Comment apprendre les secrets des leaders du profit collectif ? Le meilleur moyen est d'en devenir un soi-même, il n'y a pas d'autre école pour cela. Dans mon métier où je conduis des entretiens avec des dirigeants de toutes nationalités, la rubrique « Divers » des notices « Who's Who » ou des CV est éloquente. En France, peu de dirigeants de premier plan exercent un rôle de leadership effectif dans le monde du profit collectif en comparaison avec ce que l'on observe aux États-Unis, en Grande-Bretagne ou en Allemagne. Nos entreprises sont-elles plus performantes pour autant ?

Il y a vingt-cinq ans, à l'orée de ma vie d'adulte, je parlais à un ami cher, de trente ans mon aîné. J'évoquais avec joie et fierté la réussite de mes études, de mes premiers pas professionnels, de mes ambitions. Il m'a simplement répondu : « Tout cela est bien. Mais je connais des tas de gens qui ont fait même mieux et ont raté leur existence.
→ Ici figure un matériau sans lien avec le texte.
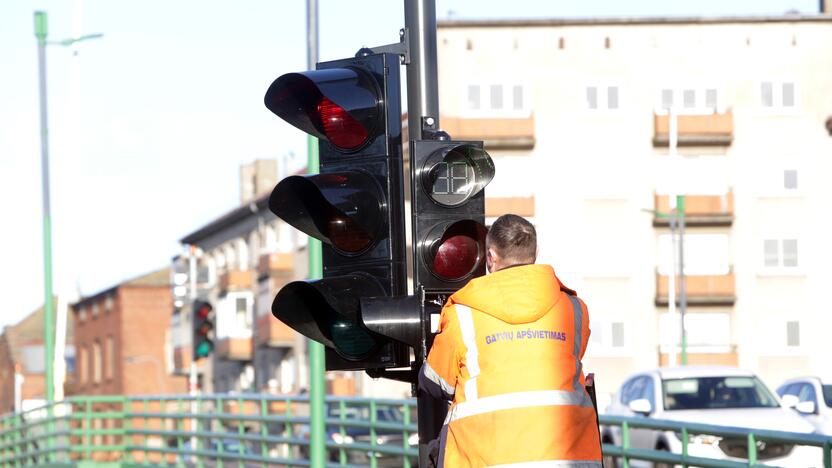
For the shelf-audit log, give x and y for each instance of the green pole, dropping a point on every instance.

Que fais-tu de gratuit dans la vie ? » Cette question, que j'ai reçue comme un soufflet, je la repose simplement à mon tour, avec simplicité et amitié.

« Que fais-tu de gratuit ? Quel est ton rêve ? » Le dirigeant qui laisse retentir en soi ces questions et laisse se déployer leurs conséquences y découvre un puissant ferment qui place véritablement l'homme au coeur de l'entreprise.